Love you father’s advice. Looks like you listened, took responsibility and ignored it. 😉
It’s always a pleasure,
Pingback: What I said … What I meant « Leadership Freak
Following up on the threads offered by Trishamme and Bob’s , over a decade ago I personally and professionally stopped offering “advise”. Intially just changeing the word advise to “counsel” had immediate, surprising, and diverse effects on my communication with other individuals and groups. Eventually I learned to better understand where I actually “figured into” what was often simply an observation, not a cry for asistance or insight into the deeepest questions of man/woman kind
Like Trishamme after making clear that advise was not on offer from me but that I would offer counsel if other (s) wished, I realized that by intiated the exchange of ideas experience or hard won lessons with a question made all that followed more a conversation in which there was substantial give and take.

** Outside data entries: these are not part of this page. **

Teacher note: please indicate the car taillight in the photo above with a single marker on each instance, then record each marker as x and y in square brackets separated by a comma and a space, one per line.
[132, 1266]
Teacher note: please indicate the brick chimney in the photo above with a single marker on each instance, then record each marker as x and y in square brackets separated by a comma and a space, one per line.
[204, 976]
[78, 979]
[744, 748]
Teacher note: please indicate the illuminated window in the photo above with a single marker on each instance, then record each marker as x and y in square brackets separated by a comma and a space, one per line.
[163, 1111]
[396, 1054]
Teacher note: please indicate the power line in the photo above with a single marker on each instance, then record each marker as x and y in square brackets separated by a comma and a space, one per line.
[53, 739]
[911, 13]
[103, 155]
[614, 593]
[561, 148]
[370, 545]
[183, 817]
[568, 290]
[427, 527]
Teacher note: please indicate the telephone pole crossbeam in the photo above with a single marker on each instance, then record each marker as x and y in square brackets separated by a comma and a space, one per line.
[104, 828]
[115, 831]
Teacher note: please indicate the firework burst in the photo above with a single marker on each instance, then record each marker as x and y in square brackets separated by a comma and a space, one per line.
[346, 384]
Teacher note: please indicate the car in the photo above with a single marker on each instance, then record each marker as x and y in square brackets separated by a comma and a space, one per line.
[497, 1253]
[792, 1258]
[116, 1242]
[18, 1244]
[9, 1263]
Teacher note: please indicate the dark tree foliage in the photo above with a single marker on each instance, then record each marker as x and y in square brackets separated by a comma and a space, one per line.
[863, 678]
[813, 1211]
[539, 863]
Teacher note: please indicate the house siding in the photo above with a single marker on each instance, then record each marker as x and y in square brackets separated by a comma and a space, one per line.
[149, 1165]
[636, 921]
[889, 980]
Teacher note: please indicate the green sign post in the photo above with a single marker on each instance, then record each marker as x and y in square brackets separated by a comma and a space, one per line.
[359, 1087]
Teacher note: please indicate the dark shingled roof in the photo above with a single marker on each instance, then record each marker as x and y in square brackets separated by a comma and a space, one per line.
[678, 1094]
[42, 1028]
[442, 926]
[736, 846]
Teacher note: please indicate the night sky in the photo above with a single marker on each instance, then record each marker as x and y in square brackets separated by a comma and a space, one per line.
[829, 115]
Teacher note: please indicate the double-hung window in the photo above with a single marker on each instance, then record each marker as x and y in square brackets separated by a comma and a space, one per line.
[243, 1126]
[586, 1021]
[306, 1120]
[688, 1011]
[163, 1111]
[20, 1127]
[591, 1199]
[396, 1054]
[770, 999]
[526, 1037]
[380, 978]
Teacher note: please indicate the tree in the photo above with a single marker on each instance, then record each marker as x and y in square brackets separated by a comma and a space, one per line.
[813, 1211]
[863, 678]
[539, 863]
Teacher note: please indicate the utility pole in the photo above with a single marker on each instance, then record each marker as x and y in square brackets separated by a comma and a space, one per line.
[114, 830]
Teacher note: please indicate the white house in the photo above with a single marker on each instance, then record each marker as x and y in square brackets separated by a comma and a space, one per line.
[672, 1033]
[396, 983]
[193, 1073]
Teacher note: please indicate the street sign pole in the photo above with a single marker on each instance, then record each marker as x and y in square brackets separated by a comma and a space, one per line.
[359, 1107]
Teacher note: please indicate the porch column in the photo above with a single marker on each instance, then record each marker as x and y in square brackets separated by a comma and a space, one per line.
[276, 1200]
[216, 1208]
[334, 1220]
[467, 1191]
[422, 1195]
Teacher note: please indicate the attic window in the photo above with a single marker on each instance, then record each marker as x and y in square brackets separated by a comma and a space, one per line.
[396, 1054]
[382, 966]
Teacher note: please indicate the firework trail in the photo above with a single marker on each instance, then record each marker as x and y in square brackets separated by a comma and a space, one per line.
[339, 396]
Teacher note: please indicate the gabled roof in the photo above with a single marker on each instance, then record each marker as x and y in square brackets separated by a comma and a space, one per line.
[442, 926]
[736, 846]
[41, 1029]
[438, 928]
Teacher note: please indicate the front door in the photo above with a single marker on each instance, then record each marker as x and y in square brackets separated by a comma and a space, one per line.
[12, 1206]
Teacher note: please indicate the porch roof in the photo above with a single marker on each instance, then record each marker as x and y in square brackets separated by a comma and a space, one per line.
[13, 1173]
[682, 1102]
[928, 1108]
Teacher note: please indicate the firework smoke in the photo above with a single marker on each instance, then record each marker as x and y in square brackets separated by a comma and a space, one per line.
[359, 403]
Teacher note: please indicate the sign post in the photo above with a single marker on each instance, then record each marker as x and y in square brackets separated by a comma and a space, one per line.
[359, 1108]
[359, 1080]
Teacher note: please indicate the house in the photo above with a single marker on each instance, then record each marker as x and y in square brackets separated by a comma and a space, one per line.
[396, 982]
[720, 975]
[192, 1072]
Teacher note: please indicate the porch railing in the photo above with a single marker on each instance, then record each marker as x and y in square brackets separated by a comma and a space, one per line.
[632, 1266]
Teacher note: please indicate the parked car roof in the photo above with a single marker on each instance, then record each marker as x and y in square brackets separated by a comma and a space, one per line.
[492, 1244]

This was of benefit to myslef by enlarging my view of any topic, and usualy mutaly benefitial as my counsel was viewed in light of my query and often different perspective (s)
Bob’s comment brought to the forefront another currently under utilized skill set that was once a large part of my active conciousness when I am just in the vicintity or the object of solicited or even unsolicited requests for advice. The intiator is actually looking for feedback not direction, insiight , or tablets writ large by the hand of God. Not an original dictum but a good one Seek first to Understand then to be Understood.
Your insight and wisdom refreshes and inspires me. Initiating a conversation is a wonderful way to describe an offer of counsel. Thinking back, I’m afraid there have been too many monologues and not enough conversations in my “counsel” giving.
Well said my friend,
Doc is a valued component of the Leadership Freak community. He regularly shares his experiences, insights, and wisdom. I’m delighted he continues to contribute.